George Herbert Walker Bush, 1924 yılında Massachusetts’de dünyaya geldi. Babası Connecticut Eyaleti Başkanı Prescott Sheldon Bush ve annesi Dorothy Walker Bush’tur. Ailesi, Bush doğduktan kısa bir süre sonra Greenwich Connecticut’a taşınmış, Massachusetts Andover’de Philips Akademisi’ni bitirmiştir. Akademide iken, son sınıfların öğrenci başkanlığı, öğrenci konseyi sekreterliği, okul gazetesinin editörlüğü ve bunun gibi bazı liderlik pozisyonlarında görev alması ilk gençliğinde de aktif bir kişiliği olduğunu göstermektedir. 1942 yılında akademiyi bitirmesinin akabinde Deniz Kuvvetleri’ne yedek subay olarak katılmış, II Dünya Savaşı dönemi 1941-1944 yılları arasında torpido bombardıman pilotu olarak görev yapmıştır. Bush’un, 2. Dünya savaşında orduda aldığı görevler ve başarıları hayatının sonraki dönemlerini önemli ölçüde etkilemiştir. 1943 yılında Filipin Denizi Savaşında başarılı bir hava operasyonunu gerçekleştiren ekipte yer almış[1] 1944 yılında teğmenliğe yükselmiştir. Japonların Chichijima yerleşkesine gerçekleştirdiği hava operasyonunda Japon hava bataryaları tarafından uçağının vurulmasına rağmen başarılı bir şekilde birkaç düşman hedefi vurmuş, motorunun alev alması üzerine uçaktan atlayarak kurtulmuştur. 1944 yılı boyunca 58 uçuş gerçekleştirmiş[2] ve bunun neticesinde üç uçuş madalyası, üstün uçuş madalyası ve başkanlık birlik savaş madalyası almıştır.[3] Savaş dönüşü Yale Üniversitesi’ne başlayan Bush, 1948 yılında Ekonomi lisans derecesi almıştır. Sonrasında ailesi ile birlikte Texas’a taşınmış, Dresser Industries petrol şirketinde satış elemanı olarak işe başlamıştır. Dresser Industries, Brown Brothers Harriman firmasının bir alt kuruluşudur. Bush’un babası Prescott Bush, Brown Brothers Harriman firmasının yönetim kurulunda 22 yıl boyunca görev almıştır.[4] 1951 yılına gelindiğinde, Bush-Overbey isimli kendi petrol geliştirme firmasını kurmuş, 1953 yılında ise Texas’da petrol arama işi yapan Zapata Petrol şirketinin kurucu ortağı olmuştur.{5] 1964 yılına kadar şirketin başkan yardımcılığını, sonraki iki senesinde ise yönetim kurulu başkanlığını yapmıştır.

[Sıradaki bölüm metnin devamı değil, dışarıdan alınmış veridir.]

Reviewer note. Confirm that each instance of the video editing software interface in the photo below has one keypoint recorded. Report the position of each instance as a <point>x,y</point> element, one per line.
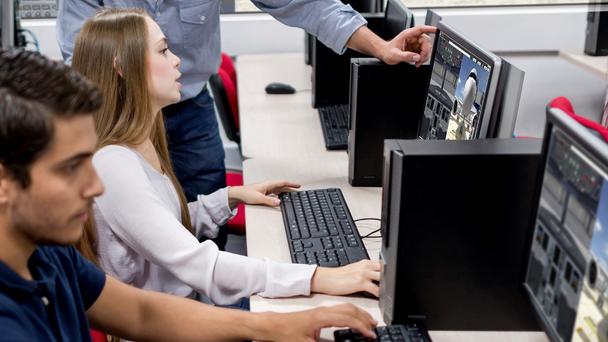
<point>457,92</point>
<point>567,273</point>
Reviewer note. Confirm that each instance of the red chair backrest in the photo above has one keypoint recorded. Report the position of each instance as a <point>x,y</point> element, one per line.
<point>565,105</point>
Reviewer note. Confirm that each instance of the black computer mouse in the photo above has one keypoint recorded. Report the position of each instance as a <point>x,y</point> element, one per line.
<point>279,88</point>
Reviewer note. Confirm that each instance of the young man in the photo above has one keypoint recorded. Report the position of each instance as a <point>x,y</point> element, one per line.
<point>47,183</point>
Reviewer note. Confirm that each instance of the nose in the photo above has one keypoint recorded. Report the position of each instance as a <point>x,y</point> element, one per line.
<point>177,60</point>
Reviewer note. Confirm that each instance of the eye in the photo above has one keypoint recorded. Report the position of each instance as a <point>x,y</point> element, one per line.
<point>71,167</point>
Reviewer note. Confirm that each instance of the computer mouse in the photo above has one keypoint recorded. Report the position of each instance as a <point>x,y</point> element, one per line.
<point>279,88</point>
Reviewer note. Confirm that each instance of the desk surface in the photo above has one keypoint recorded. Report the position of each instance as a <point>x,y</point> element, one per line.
<point>597,65</point>
<point>278,125</point>
<point>282,136</point>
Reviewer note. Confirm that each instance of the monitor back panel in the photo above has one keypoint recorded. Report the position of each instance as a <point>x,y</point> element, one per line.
<point>386,103</point>
<point>459,228</point>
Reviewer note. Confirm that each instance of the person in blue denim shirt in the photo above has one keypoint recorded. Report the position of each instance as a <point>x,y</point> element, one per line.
<point>192,28</point>
<point>48,291</point>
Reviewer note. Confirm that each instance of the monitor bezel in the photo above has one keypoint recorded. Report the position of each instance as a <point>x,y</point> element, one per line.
<point>401,8</point>
<point>592,146</point>
<point>485,56</point>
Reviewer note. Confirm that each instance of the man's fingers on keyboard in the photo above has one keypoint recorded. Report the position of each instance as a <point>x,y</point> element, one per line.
<point>348,315</point>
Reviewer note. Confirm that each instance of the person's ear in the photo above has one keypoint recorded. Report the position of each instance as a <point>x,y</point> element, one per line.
<point>5,179</point>
<point>116,65</point>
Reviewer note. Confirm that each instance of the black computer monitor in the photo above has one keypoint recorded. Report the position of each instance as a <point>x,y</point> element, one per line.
<point>567,277</point>
<point>462,90</point>
<point>397,17</point>
<point>456,228</point>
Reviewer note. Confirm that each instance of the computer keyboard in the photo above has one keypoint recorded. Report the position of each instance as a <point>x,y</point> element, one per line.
<point>334,122</point>
<point>320,229</point>
<point>412,332</point>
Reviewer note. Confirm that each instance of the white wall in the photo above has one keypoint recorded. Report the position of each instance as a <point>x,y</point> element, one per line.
<point>526,28</point>
<point>518,28</point>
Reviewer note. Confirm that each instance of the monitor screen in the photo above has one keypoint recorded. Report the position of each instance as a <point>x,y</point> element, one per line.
<point>567,275</point>
<point>397,18</point>
<point>461,91</point>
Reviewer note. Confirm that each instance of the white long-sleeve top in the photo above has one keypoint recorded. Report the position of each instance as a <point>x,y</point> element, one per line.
<point>142,242</point>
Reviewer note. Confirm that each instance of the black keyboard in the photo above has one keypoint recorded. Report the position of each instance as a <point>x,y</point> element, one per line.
<point>320,229</point>
<point>334,122</point>
<point>413,332</point>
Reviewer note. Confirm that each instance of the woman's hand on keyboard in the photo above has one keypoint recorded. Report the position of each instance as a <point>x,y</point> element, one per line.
<point>358,277</point>
<point>260,193</point>
<point>307,325</point>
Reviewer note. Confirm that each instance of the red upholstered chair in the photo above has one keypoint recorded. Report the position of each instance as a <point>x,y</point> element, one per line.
<point>565,105</point>
<point>223,87</point>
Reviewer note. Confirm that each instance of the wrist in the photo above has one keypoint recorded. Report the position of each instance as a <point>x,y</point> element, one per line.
<point>233,196</point>
<point>317,283</point>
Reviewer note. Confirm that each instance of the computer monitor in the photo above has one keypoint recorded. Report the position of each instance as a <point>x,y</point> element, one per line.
<point>567,276</point>
<point>461,94</point>
<point>7,23</point>
<point>397,17</point>
<point>456,228</point>
<point>432,18</point>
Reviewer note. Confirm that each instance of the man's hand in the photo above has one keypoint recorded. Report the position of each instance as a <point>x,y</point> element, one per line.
<point>307,325</point>
<point>352,278</point>
<point>412,45</point>
<point>259,193</point>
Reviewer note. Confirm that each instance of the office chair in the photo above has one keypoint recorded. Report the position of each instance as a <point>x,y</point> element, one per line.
<point>565,105</point>
<point>223,87</point>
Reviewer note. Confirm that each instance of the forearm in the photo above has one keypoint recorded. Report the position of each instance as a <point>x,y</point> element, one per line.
<point>367,42</point>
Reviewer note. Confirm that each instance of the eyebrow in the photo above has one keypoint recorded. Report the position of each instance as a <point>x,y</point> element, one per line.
<point>77,157</point>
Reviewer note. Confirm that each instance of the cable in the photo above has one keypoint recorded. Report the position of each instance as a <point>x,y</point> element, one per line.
<point>372,237</point>
<point>368,219</point>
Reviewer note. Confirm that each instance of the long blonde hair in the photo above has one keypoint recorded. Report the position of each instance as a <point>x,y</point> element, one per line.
<point>111,50</point>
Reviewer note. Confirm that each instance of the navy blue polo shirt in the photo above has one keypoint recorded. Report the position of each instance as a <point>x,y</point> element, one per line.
<point>52,306</point>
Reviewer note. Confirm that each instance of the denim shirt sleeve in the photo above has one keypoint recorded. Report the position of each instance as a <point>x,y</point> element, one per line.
<point>332,22</point>
<point>72,15</point>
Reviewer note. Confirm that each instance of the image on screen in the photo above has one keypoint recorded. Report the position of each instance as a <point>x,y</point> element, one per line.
<point>457,92</point>
<point>568,267</point>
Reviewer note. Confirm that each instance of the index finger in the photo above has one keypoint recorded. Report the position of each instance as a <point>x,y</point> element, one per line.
<point>418,30</point>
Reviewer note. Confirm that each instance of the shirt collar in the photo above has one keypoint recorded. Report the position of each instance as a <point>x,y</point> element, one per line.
<point>40,268</point>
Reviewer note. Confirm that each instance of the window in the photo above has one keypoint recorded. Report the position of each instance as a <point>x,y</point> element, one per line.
<point>568,272</point>
<point>247,6</point>
<point>557,252</point>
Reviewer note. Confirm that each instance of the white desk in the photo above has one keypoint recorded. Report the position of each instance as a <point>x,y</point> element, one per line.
<point>282,136</point>
<point>277,125</point>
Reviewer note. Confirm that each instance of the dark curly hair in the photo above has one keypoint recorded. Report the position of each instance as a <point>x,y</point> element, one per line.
<point>35,90</point>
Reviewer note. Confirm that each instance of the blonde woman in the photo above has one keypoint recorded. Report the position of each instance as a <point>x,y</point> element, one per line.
<point>147,233</point>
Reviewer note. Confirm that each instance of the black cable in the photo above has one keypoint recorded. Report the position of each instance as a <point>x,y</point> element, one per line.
<point>372,237</point>
<point>367,219</point>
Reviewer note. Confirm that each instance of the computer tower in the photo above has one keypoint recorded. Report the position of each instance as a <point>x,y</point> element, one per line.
<point>456,231</point>
<point>596,35</point>
<point>386,102</point>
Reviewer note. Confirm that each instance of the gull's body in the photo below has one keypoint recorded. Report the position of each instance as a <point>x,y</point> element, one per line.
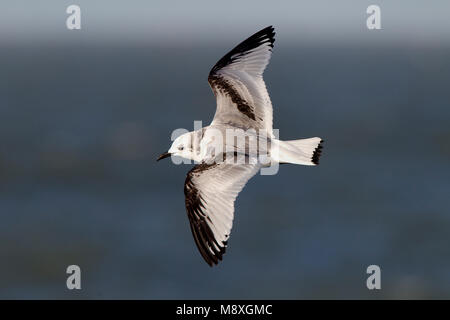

Bush’un başkanlığa kadar yükseldiği politik kariyeri de oldukça uzundur. Bush, bu uzun politik yolculuğunda cumhuriyetçilerin safında yer almıştır. Bush, 1966 yılında Texas yedinci bölgeden Temsilciler Meclisi’ne seçildi ve burada muhafazakâr bir politika izledi. 1968 Yurttaş Hakları Kanunu’nu ve Nixon Hükümeti’nin Vietnam politikasını desteklemiş, zorunlu askerliğin kaldırılması yönünde oy kullanmıştır. 1968 yılında ikinci kez temsilciler meclisine seçilmiştir. 1970 yılında Nixon’ın tavsiyesi üzerine Temsilciler Meclisinden çekilerek senato seçimlerine katılmış fakat rakibi Bentson karşısında başarılı olamamıştır. Nixon, Bush’un bu mağlubiyetini kendisine Birleşmiş Milletler Büyükelçiliği yolunu açarak telafi etmiştir. 1971-1973 yılları arasında bu görevi üstlenen Bush, 1973 yılında Nixon’ın isteği üzerine Cumhuriyetçi Ulusal Komite Başkanı olmuştur.[6] Aynı yıl Watergate skandalında Nixon’ın olaylarla ilişkisi olduğu ortaya çıkınca Bush, Nixon’ı desteklemeyi bırakmış ama Cumhuriyetçilere olan desteğini sürdürmüştür. Nixon istifa edip yerine Gerald Ford geçince Başkan Ford, Bush’u Çin Halk Cumhuriyeti ile ilişkiler ofisine başkan olarak atamıştır. O dönemde soğuk savaşın birer tarafı olmaları hasebiyle Amerika’nın Çin’de herhangi bir Büyükelçiliği bulunmuyordu. Bush, resmi olmasa da bu süreçte (1974-1975) büyükelçi gibi hareket etmiş ve iki ülkenin yakınlaşmasına katkı sağlamıştır.[7] Washington’a dönünce, Başkan Ford onu CIA (ABD Merkezi İstihbarat Teşkilatı) direktörlüğüne atamış, 1976-1977 yıllarında bir sene kadar bu görevi yürütmüştür.[8]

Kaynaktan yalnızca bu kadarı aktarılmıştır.